D'Afflitto Giuseppe*
D’AFFLITTO GIUSEPPE
Attivo a Napoli fra il 1859 e il 1881
L’artista fu allievo dell’Accademia di Belle Arti di Napoli dove nel 1859 seguiva i corsi di G. Mancinelli (Testa di Ajace, presentato alla Mostra Borbonica del 1859). Già socio nel 1867 della Promotrice Salvator Rosa, vi esponeva nello stesso anno la tela Andrea Contarini s'avanza verso il Palazzo Ducale per pugnalare il Doge Francesco Foscari.In seguito l’artista alternò i soggetti di matrice storico-letteraria ai quadri di figura e di tema popolare, che presentò a Napoli (1875, Un sartorello, Un pinzochero; 1876, Giotto e l'inviato di Benedetto IX; 1881, Una lettura piacevole) e a Roma (1877).
Cutrona Francesco*
CUTRONA FRANCESCO
Attivo in Sicilia nella prima metà del XIX secolo
Forse di origine trapanese, eseguì affreschi nella chiesa di San Francesco di Paola (1807) e nel Palazzo Monteleone (1812) a Castelvetrano. A Trapani, dove insegnò nella Scuola di Arti e Mestieri, Cutrona affrescò il catino absidale della chiesa del Carminello. Nella stessa città viene anche ricordato un suo dipinto, posteriore al 1821 e rappresentante il trasporto della statua di sant’Alberto, un tempo collocata nell’omonima cappella all’Annunziata.
Cussetti Carlo*
CUSSETTI CARLO
Torino 1866 - ?
Allievo di E. Gamba all’Accademia Albertina di Torino, si dedicò all’arte decorativa, alla litografia e al restauro dei dipinti, operando, in quest’ultima veste, per la Pinacoteca torinese.

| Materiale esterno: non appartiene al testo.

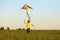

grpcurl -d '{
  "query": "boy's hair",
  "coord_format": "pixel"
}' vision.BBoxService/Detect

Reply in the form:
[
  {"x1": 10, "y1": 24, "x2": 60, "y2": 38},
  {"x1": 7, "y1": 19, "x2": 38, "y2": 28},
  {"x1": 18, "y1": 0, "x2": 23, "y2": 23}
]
[{"x1": 27, "y1": 20, "x2": 30, "y2": 23}]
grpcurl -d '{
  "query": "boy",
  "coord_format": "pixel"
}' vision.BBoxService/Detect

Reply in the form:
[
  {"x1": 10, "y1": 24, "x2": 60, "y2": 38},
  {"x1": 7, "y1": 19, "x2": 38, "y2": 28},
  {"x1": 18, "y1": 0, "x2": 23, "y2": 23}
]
[{"x1": 24, "y1": 20, "x2": 31, "y2": 33}]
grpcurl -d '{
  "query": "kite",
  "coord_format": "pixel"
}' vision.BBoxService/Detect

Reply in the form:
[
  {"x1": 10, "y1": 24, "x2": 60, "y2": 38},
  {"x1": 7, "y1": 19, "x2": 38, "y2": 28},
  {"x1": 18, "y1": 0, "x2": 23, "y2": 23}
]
[{"x1": 21, "y1": 4, "x2": 32, "y2": 20}]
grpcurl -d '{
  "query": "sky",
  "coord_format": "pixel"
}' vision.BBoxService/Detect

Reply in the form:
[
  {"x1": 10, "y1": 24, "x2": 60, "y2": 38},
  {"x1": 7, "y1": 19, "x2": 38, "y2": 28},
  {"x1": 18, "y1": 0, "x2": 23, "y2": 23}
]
[{"x1": 0, "y1": 0, "x2": 60, "y2": 30}]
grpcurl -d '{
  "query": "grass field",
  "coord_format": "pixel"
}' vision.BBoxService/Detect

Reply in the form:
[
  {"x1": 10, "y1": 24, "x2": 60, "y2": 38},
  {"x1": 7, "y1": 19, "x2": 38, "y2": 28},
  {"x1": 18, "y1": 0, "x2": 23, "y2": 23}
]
[{"x1": 0, "y1": 30, "x2": 60, "y2": 40}]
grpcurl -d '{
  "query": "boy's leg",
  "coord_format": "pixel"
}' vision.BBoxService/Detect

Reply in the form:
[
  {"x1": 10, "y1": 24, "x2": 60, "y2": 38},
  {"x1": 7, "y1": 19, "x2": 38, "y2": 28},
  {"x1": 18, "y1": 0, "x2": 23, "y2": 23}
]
[{"x1": 27, "y1": 28, "x2": 30, "y2": 33}]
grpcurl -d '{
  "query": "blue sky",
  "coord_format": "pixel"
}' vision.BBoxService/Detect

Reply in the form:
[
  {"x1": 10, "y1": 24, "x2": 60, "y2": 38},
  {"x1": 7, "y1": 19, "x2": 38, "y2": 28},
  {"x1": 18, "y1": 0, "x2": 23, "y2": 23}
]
[{"x1": 0, "y1": 0, "x2": 60, "y2": 29}]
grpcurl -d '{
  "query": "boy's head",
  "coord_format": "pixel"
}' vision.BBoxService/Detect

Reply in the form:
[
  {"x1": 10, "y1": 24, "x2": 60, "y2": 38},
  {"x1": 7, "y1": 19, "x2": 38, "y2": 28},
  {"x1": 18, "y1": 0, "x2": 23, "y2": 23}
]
[{"x1": 27, "y1": 20, "x2": 30, "y2": 23}]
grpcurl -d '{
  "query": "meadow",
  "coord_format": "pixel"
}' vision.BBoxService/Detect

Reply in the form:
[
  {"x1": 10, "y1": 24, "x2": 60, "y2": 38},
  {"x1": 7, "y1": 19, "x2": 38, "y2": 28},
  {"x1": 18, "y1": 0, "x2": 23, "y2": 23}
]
[{"x1": 0, "y1": 30, "x2": 60, "y2": 40}]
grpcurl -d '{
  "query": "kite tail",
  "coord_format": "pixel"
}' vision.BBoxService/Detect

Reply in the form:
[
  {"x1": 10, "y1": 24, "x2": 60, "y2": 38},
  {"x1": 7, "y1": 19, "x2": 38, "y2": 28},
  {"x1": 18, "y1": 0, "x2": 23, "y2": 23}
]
[{"x1": 26, "y1": 10, "x2": 31, "y2": 20}]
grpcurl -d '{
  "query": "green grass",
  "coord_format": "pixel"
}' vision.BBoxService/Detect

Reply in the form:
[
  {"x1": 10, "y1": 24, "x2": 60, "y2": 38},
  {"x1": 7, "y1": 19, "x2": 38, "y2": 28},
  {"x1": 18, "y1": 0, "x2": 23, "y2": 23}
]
[{"x1": 0, "y1": 30, "x2": 60, "y2": 40}]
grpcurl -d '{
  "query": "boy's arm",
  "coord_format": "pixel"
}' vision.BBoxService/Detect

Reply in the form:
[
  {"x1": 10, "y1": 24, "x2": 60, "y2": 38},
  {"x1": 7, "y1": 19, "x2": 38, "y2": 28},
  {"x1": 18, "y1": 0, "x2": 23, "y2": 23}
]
[{"x1": 24, "y1": 20, "x2": 26, "y2": 24}]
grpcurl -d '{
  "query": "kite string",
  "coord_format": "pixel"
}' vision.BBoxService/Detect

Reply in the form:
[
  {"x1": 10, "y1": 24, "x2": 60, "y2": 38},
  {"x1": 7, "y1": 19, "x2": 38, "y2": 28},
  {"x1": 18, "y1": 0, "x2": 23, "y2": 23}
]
[{"x1": 26, "y1": 10, "x2": 31, "y2": 20}]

Nel 1887, a Roma, Cussetti collaborò con R. Morgari nella decorazione di una sala del Quirinale. A Torino, all'inizio del secolo,realizzò decorazioni ed eseguì restauri nel Palazzo Reale, nel castello Savoia a Gressoney, e lasciò opere a fresco all’interno di palazzi signorili, spesso sedi di grandi società, come la sala del Consiglio del giornale La Gazzetta del Popolo.